Я познакомился с вдовой, когда давал уроки музыки — за тридцать пять центов в час — в доме ее подруги Луизы. Я учил дочь Луизы играть на фортепьяно. После уроков матушка отсылала дочь в комнату и пыталась меня соблазнить. Однажды вечером я был безрассудно близок к тому, чтобы быть соблазненным, ничего не зная о том, что у нее сифилис и что она спит с негром, который работает в мастерской по ремонту велосипедов и время от времени чинит мой велик. Его звали Эд. В общем, так или иначе, однажды вечером я прощался с Луизой у двери, как вдруг в замке повернулся ключ. Прежде чем Эд открыл дверь, хозяйка дома успела запихнуть меня за занавеску. Я слышал, как она с дрожью в голосе спросила:
— О, это ты, Эд? Я не ждала тебя так рано. Проходя мимо, он слегка коснулся меня, не подозревая,
что за шторой кто-то есть. Думаю, в противном случае он бы прикончил меня на месте. Никогда не забуду, как ласково проворковала эта шлюха:
— О, это ты, Эд?
«Встретимся сегодня в стране грез» и «Сияй полная луна для меня и моей девчонки». Сейчас эти песни вызывают ностальгию по 50-м и 60-м годам. Все были помешаны на двух этих песнях — а тогда по песням действительно сходили с ума, не то что сегодня. Мир, я бы даже сказал, наш мир был в самом цвету. Уверен, что никто из моих ровесников не забыл те песни. Это было время открытых трамваев, Трикси Фриганза, Элси Дженис, Джорджа М. Коэна и Чарли Чаплина, танцевальных площадок, многодневок и маленьких букетов фиалок для любимых женщин. Тогда Нью-Йорк действительно был гламурным, столько всяких знаменитостей без устали радовали публику. Великие борцы, такие, как Джим Лондос, например, или Эрл Кэддок, исполнитель лучших в мире захватов, не то что нынешние слабаки... Сильнейшие боксеры — Фицсимон, Корбетт, Джим Джеффриз, Джек Джонсон. Чудесные велосипедисты и игроки в поло. Никакого вам футбола и баскетбола. Никакого Элвиса Пресли и этих сумасшедших уродов из «Мун-догмэйн». Так и вижу себя за пианино, как я пытаюсь сыграть что-нибудь, что бы понравилось Коре. Сам я больше всего любил «Встретимся сегодня в стране грез», ведь именно там я и проводил все свое время — в долине грез. Странно, но мысль о сексе с Корой никогда не приходила мне в голову. Не то чтобы я считал ее настолько неприкосновенной, что не решился бы при случае как следует отодрать. Просто любовь моя к Коре была из тех Любовей, с большой буквы «Л», что упираются верхушкой прямо в небеса. А я тогда не смешивал любовь и секс, из чего понятно, каким же недомерком я был.

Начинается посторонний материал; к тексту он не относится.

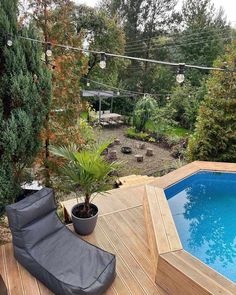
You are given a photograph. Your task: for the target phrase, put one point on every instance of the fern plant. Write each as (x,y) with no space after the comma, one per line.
(85,171)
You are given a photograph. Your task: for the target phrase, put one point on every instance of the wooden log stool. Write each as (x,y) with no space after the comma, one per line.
(113,155)
(3,288)
(117,141)
(149,152)
(139,158)
(142,146)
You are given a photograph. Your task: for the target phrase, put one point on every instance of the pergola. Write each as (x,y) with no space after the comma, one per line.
(101,94)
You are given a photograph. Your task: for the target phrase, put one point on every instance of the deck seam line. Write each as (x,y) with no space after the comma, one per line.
(120,275)
(20,275)
(163,221)
(5,267)
(38,287)
(151,280)
(189,276)
(199,271)
(121,210)
(127,224)
(123,260)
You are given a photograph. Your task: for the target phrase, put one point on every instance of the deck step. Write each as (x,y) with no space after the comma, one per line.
(131,180)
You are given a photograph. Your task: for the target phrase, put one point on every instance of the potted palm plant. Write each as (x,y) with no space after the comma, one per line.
(85,173)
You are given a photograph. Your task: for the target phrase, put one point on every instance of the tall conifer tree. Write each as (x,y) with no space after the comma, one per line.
(25,95)
(215,135)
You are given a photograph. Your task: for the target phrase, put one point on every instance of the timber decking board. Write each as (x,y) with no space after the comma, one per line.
(177,271)
(116,200)
(134,272)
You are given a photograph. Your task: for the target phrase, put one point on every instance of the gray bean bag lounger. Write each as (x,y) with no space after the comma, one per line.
(52,253)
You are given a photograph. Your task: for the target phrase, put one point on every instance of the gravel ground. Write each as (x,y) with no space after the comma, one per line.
(150,165)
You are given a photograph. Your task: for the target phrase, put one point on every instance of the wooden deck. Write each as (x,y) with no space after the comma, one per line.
(136,225)
(120,230)
(177,271)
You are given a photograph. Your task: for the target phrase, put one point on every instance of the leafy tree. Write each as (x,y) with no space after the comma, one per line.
(55,19)
(203,39)
(25,97)
(101,34)
(184,104)
(144,111)
(144,23)
(215,136)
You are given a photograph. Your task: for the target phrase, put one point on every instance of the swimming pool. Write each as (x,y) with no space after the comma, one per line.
(203,206)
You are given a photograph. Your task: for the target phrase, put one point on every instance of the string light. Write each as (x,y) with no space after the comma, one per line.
(105,54)
(49,49)
(180,74)
(102,62)
(9,42)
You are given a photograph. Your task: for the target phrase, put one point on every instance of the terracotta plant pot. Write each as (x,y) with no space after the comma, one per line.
(84,226)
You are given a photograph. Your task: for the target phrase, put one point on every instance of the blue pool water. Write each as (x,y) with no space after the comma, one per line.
(204,210)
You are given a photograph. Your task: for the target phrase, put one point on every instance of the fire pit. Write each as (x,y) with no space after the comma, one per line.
(126,150)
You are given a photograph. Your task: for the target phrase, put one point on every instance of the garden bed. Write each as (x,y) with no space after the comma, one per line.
(161,159)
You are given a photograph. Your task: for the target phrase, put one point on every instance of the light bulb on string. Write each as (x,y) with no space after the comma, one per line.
(9,42)
(49,50)
(180,74)
(102,62)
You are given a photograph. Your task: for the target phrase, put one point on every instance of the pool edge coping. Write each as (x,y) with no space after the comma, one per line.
(173,265)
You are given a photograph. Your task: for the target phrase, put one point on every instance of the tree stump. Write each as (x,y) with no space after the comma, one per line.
(117,141)
(149,152)
(139,158)
(113,155)
(142,146)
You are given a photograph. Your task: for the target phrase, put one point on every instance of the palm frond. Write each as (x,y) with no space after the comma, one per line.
(65,152)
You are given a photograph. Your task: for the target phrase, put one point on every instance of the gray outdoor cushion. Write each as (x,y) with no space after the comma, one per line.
(52,253)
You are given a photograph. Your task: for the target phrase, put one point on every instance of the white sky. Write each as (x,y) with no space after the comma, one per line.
(229,7)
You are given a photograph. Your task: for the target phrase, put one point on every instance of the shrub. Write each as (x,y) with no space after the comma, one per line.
(25,95)
(144,110)
(215,136)
(132,133)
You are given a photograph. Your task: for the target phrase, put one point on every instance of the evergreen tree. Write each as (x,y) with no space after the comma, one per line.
(215,135)
(25,93)
(204,37)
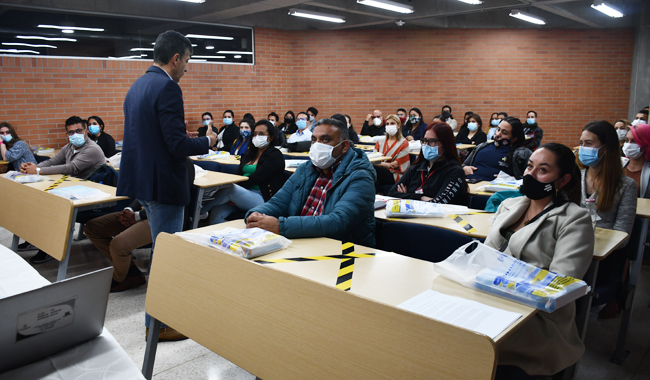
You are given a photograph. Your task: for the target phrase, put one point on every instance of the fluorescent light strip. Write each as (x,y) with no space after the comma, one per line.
(28,45)
(233,52)
(316,15)
(18,51)
(607,9)
(71,28)
(208,37)
(46,38)
(527,17)
(208,56)
(387,5)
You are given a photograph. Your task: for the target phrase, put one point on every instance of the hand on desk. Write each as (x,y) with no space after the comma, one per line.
(127,218)
(264,222)
(28,168)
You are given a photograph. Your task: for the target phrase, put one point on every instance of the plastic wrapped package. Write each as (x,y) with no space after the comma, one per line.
(478,266)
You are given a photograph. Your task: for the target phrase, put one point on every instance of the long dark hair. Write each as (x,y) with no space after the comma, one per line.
(251,153)
(566,162)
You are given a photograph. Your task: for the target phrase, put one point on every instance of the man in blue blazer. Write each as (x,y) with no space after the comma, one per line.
(156,144)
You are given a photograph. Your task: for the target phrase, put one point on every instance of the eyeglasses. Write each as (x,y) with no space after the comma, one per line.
(78,130)
(429,142)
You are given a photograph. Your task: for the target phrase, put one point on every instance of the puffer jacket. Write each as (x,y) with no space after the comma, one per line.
(348,213)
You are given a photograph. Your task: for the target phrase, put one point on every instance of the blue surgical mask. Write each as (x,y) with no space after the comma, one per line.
(430,152)
(77,139)
(589,156)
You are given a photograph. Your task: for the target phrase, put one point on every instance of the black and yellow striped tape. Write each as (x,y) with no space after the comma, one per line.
(463,223)
(57,183)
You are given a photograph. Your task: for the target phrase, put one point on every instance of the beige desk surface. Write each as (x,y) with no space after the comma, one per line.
(77,182)
(390,279)
(212,179)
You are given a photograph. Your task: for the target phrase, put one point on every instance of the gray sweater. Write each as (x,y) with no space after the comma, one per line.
(621,216)
(75,162)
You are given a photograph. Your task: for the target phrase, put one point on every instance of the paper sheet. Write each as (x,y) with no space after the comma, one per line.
(460,312)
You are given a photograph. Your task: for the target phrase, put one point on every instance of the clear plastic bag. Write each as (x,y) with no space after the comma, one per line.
(247,243)
(478,266)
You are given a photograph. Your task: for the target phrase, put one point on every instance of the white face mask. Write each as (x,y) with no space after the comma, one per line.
(260,141)
(632,151)
(321,155)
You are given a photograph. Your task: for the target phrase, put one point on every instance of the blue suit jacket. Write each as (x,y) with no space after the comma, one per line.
(155,141)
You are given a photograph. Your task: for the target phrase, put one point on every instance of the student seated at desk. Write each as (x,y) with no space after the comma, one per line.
(103,139)
(505,153)
(240,146)
(263,164)
(547,228)
(302,133)
(615,197)
(331,196)
(13,149)
(395,146)
(79,158)
(436,176)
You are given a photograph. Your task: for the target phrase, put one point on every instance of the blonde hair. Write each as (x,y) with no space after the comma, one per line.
(395,118)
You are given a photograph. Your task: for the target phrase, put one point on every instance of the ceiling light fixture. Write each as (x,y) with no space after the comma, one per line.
(316,15)
(607,9)
(46,38)
(388,5)
(18,51)
(208,37)
(516,13)
(28,45)
(64,28)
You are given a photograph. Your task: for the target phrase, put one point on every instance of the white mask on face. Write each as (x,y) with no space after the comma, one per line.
(632,151)
(321,155)
(260,141)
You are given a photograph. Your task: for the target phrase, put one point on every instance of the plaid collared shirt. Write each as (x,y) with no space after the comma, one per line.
(316,199)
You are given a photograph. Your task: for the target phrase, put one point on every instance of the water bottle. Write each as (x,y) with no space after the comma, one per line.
(593,212)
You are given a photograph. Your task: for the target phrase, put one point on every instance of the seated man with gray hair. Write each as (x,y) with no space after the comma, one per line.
(332,195)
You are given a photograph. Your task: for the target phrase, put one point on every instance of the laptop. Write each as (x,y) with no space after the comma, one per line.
(45,321)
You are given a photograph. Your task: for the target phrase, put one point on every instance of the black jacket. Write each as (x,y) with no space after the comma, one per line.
(269,174)
(478,138)
(446,185)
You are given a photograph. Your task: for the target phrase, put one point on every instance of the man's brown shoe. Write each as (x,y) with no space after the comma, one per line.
(167,334)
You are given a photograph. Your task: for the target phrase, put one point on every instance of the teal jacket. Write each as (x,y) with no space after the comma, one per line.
(349,212)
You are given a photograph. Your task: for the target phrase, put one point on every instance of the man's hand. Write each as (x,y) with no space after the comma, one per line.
(28,168)
(264,222)
(469,170)
(127,218)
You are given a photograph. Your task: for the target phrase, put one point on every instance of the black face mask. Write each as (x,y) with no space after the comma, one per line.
(536,190)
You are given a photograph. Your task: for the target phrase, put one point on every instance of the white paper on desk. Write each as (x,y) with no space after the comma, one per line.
(76,193)
(470,315)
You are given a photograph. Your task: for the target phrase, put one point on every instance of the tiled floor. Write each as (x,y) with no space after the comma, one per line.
(189,360)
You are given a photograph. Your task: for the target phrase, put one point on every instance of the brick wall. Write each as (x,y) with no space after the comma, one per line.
(568,76)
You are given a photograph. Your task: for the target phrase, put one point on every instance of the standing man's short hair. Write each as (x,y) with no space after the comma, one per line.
(169,44)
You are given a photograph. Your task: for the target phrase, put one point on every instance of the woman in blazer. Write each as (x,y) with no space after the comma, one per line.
(263,164)
(546,228)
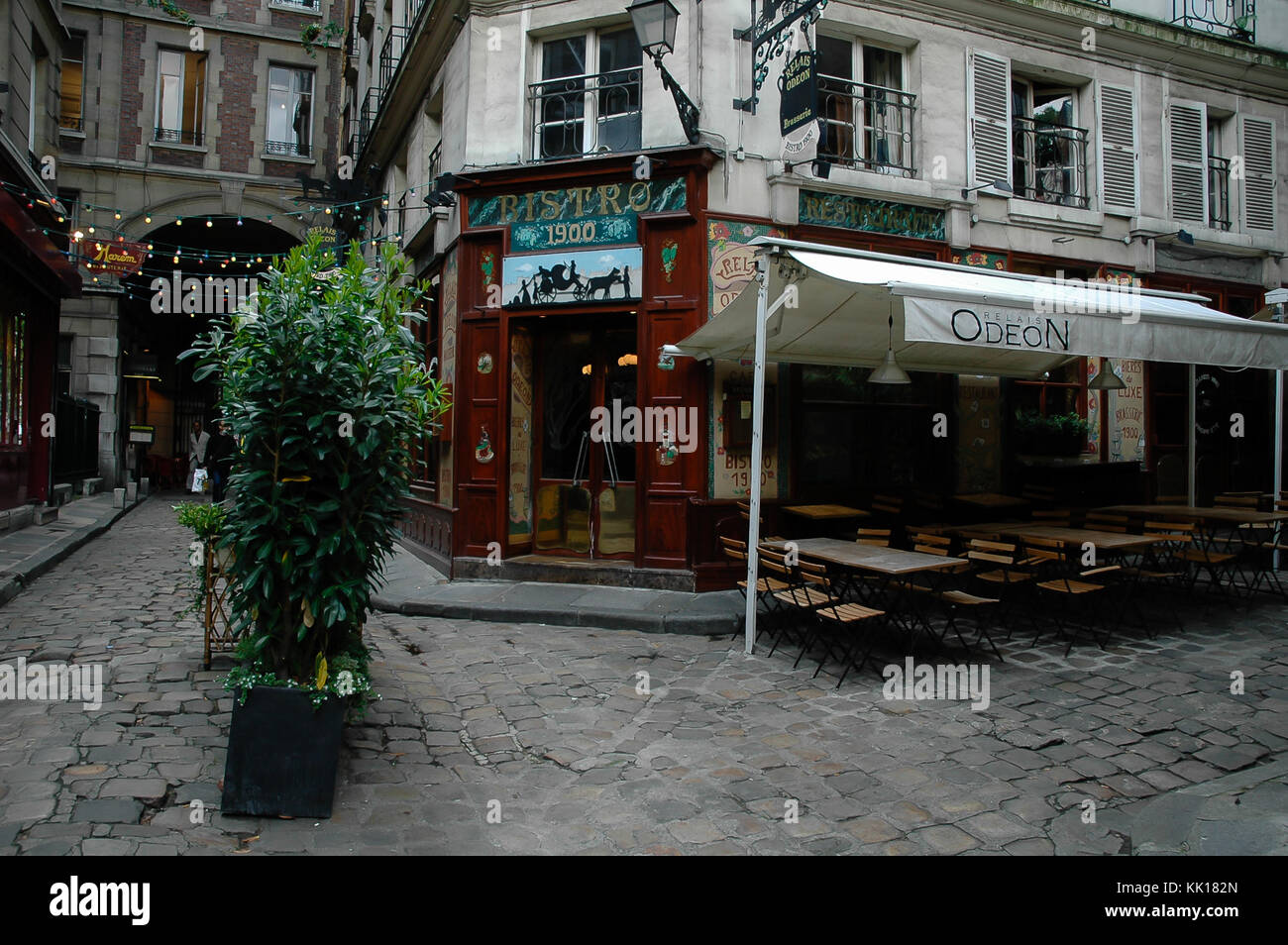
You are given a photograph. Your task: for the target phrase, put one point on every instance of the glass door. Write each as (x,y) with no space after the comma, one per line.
(585,497)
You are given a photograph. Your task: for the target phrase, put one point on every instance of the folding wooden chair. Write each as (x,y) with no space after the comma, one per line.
(1000,574)
(956,601)
(745,514)
(1069,588)
(767,584)
(835,615)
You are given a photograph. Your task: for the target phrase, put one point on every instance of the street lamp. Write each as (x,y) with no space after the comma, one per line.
(655,29)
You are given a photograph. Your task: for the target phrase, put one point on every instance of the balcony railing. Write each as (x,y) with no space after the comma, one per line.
(1233,18)
(287,149)
(174,136)
(1048,162)
(390,52)
(1219,192)
(867,127)
(587,115)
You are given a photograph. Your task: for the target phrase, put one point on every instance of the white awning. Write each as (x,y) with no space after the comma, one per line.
(965,319)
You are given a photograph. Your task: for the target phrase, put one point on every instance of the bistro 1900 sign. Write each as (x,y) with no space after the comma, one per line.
(599,215)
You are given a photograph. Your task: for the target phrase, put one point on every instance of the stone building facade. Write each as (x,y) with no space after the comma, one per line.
(172,125)
(1136,141)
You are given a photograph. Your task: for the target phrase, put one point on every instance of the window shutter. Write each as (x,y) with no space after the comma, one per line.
(1257,147)
(1119,151)
(1186,159)
(988,106)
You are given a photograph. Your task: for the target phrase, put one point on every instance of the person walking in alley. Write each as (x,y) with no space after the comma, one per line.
(220,455)
(198,442)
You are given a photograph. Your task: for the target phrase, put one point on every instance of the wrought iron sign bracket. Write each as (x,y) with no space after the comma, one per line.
(768,34)
(683,103)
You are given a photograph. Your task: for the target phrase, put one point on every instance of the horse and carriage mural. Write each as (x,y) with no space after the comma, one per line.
(550,278)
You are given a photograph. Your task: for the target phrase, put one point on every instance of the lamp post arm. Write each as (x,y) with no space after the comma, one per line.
(683,103)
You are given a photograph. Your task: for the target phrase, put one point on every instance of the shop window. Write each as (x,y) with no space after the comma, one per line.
(13,378)
(866,114)
(589,97)
(1061,391)
(180,97)
(426,452)
(71,114)
(290,111)
(853,439)
(64,365)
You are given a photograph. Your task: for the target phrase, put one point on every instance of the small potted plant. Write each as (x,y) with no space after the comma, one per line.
(325,387)
(1063,434)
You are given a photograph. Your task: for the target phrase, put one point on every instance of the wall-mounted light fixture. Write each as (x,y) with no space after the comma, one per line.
(655,27)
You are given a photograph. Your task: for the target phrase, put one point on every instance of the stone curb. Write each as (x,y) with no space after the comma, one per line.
(503,612)
(13,580)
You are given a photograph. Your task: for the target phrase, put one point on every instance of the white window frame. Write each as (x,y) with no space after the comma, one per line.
(200,124)
(590,117)
(858,46)
(268,102)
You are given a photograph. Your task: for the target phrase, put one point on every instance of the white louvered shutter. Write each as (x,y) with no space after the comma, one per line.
(1257,147)
(988,108)
(1186,159)
(1119,149)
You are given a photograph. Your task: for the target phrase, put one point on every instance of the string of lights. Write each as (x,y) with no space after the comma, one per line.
(338,209)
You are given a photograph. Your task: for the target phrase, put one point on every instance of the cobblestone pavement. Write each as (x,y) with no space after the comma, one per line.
(546,729)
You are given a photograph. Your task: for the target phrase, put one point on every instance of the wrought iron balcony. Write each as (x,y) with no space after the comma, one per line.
(390,52)
(174,136)
(587,115)
(1219,192)
(867,127)
(1048,162)
(1233,18)
(287,149)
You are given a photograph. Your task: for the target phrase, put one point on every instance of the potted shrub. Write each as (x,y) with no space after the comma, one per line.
(325,387)
(1063,434)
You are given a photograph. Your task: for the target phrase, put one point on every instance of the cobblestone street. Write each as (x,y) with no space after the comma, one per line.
(544,729)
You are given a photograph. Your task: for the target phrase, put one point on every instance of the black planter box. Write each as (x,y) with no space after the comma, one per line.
(282,755)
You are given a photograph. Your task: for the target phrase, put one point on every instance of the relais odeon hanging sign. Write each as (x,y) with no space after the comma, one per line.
(576,217)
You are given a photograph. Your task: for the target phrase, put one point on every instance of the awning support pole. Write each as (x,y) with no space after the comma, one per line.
(1192,442)
(1279,447)
(758,425)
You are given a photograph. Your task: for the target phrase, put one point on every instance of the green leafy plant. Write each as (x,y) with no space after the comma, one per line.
(206,522)
(1056,434)
(313,35)
(326,390)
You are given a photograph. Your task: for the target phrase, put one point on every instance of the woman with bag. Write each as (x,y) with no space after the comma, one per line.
(198,441)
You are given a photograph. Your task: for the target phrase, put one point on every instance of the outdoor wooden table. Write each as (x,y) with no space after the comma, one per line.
(991,499)
(1209,520)
(887,564)
(819,512)
(1107,541)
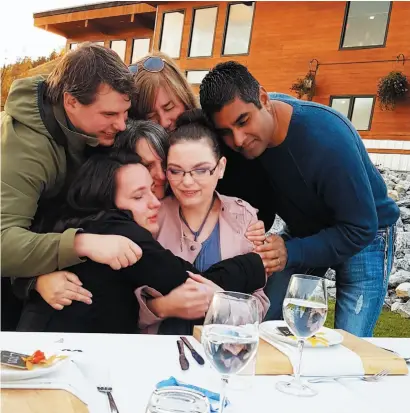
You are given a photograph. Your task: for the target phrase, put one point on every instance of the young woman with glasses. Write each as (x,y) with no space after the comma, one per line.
(114,195)
(196,223)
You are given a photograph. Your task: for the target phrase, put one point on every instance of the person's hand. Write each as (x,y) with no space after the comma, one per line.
(188,301)
(273,253)
(114,250)
(256,233)
(60,288)
(210,286)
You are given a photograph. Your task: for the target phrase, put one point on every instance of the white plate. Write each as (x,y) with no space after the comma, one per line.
(269,327)
(15,374)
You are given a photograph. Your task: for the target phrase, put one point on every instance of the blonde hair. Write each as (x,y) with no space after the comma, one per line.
(147,83)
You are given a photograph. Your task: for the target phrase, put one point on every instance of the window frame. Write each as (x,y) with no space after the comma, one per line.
(140,38)
(343,31)
(192,31)
(195,70)
(351,107)
(228,10)
(162,30)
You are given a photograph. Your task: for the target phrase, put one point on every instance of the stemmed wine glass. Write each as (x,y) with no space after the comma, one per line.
(304,311)
(230,335)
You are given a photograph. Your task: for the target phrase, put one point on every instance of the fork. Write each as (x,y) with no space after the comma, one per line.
(107,391)
(375,377)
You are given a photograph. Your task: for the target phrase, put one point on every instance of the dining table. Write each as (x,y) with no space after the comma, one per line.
(132,365)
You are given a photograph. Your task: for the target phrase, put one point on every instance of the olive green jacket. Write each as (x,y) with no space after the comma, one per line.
(33,166)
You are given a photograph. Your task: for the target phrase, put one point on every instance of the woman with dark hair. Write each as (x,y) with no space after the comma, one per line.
(150,141)
(196,223)
(113,195)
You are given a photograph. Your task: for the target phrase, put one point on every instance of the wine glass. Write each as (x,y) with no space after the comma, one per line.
(304,311)
(230,335)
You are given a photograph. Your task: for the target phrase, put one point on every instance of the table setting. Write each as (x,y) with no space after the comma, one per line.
(114,373)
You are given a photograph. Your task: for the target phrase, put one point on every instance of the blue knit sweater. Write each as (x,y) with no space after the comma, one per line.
(329,193)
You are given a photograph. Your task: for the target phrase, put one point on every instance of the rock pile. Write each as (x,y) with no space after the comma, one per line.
(397,298)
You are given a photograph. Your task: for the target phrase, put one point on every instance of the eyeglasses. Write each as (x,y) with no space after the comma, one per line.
(152,64)
(198,174)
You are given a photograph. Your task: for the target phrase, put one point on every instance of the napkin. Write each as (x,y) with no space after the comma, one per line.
(213,398)
(334,360)
(70,378)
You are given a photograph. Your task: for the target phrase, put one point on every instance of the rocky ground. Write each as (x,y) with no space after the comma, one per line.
(397,297)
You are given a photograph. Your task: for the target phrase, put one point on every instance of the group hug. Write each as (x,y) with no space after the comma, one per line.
(128,201)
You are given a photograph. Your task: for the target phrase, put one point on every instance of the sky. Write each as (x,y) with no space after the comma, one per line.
(19,37)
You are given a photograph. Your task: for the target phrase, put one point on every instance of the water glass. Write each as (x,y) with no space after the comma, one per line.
(304,311)
(230,335)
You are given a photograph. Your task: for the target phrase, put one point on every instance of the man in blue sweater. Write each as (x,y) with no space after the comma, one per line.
(321,182)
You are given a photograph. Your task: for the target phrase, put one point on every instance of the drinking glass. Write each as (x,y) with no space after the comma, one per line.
(230,335)
(304,311)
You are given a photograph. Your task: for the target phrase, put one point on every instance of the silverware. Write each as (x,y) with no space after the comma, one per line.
(406,359)
(194,353)
(183,361)
(375,377)
(107,391)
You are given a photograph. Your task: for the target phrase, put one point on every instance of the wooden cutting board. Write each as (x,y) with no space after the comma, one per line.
(40,401)
(271,361)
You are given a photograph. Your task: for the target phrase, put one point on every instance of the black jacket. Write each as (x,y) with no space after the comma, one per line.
(115,307)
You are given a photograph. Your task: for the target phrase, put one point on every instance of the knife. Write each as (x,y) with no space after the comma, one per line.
(183,361)
(194,353)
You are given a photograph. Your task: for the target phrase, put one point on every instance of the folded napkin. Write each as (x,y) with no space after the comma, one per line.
(334,360)
(213,398)
(70,378)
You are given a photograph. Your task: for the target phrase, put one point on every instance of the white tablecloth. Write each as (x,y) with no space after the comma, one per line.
(135,363)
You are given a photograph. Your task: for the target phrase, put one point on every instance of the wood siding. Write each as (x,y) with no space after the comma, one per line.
(287,35)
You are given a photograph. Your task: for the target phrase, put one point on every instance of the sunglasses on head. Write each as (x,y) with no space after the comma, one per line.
(152,64)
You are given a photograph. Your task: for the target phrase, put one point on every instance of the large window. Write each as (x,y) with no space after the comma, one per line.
(365,24)
(119,47)
(203,32)
(171,35)
(195,77)
(359,109)
(238,28)
(140,47)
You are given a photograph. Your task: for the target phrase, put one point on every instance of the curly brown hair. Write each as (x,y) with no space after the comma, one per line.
(81,71)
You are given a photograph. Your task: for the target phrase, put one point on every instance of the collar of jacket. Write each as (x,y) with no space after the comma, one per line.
(234,219)
(76,140)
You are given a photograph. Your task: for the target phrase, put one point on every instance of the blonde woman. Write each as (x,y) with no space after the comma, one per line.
(163,92)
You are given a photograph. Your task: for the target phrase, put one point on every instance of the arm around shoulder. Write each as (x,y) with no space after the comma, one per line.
(30,165)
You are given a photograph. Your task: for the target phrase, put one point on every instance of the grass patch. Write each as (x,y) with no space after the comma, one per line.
(388,325)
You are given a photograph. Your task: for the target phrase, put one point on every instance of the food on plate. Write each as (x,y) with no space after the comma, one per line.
(38,359)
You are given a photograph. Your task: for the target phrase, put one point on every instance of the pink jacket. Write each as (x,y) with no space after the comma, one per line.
(235,217)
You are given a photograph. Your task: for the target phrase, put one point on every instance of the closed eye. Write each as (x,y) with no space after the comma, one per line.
(175,171)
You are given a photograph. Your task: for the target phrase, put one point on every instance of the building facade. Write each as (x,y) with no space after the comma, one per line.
(343,48)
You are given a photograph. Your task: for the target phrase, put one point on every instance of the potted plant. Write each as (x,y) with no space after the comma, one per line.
(391,89)
(304,86)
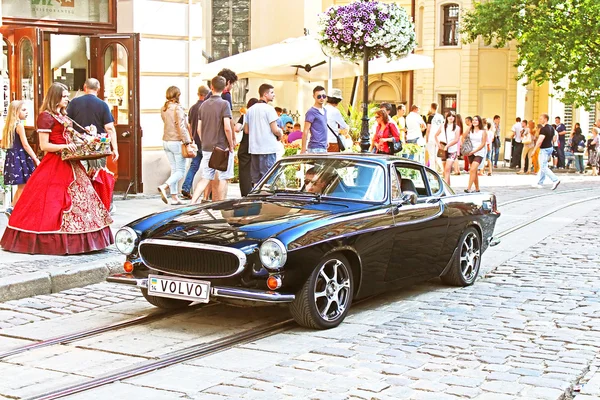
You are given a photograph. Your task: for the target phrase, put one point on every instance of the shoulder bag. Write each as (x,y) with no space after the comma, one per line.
(467,146)
(193,151)
(441,152)
(338,138)
(219,159)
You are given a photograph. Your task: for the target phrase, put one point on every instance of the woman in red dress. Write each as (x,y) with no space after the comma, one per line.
(58,212)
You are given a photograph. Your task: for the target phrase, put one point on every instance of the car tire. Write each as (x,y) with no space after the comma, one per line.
(164,302)
(467,260)
(324,300)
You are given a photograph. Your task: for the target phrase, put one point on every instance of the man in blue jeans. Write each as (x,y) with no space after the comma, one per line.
(544,143)
(195,165)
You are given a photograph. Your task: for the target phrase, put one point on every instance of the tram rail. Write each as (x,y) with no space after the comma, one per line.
(218,345)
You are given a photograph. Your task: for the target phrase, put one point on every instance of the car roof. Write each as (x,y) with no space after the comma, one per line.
(379,158)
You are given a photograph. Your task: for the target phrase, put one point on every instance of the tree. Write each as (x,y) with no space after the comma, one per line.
(557,41)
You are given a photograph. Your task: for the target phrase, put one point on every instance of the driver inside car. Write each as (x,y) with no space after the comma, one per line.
(317,180)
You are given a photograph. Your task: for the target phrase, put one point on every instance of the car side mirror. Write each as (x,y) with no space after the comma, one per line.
(409,197)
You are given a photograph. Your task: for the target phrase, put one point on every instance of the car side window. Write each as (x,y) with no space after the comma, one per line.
(395,184)
(434,183)
(412,180)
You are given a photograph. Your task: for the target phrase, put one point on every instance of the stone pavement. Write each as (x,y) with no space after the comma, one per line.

Мне страшно нравилось сидеть с Корой в трамвае и по пути на мыс Рокауэй или Шипшед-Бей горланить что есть мочи «Сияй полная луна» или «Я не хочу оставить мир в огне...». Сколько таких песенок мы знали! Все они пришли сТин-Пэн-аллеи, «маленького Бродвея», как мы говорили. А теперь что? Не Бродвей, а выгребная яма! Эффектность превратилась в непристойность, знаменитости исчезли, а шлюха Линда Лавлейс, которая может заглотнуть даже самый здоровый перец, считается большой шишкой. Только потому, что способна хорошо разинуть рот! Вы только подумайте!
Все было иначе, и, наверное, поэтому мы с Максом Уинтропом, будучи уже великовозрастными лбами, могли резвиться словно дети на ферме в Нью-Джерси, где он поправлялся. Стояла ранняя весна, ночью и по утрам подмораживало. Мы спали под стегаными пуховыми одеялами, потому что в спальнях было, мягко говоря, не жарко. Мори, племянник Макса, то ли умственно отсталый, то ли просто слетевший с катушек, а может, и то, и другое, спал с нами в одной комнате. Мы целыми часами валялись, рассказывая друг другу разные истории или обмениваясь анекдотами. Мори считал своего дядюшку Макса чуть ли не Господом Богом и был готов ради него на любые жертвы. Макс же, со своей стороны, обращался с племянником как и положено обращаться с дурачками — шлепал, обзывал, заставлял его делать такое, от чего родители мальчика вряд ли пришли бы в восторг. Но чем хуже он с ним обращался, тем больше племянник благоговел. Он даже, видимо, из благодарности нашел где-то несколько девиц и преподнес их своему дядюшке, так сказать, на серебряном блюдечке с голубой каемочкой. Все это было как раз по Максу — я уже говорил, что он умел строить из себя великий авторитет. По вечерам он садился за орган и играл для родителей Мори, а они с удовольствием слушали, даже не подозревая, какого монстра у себя приютили.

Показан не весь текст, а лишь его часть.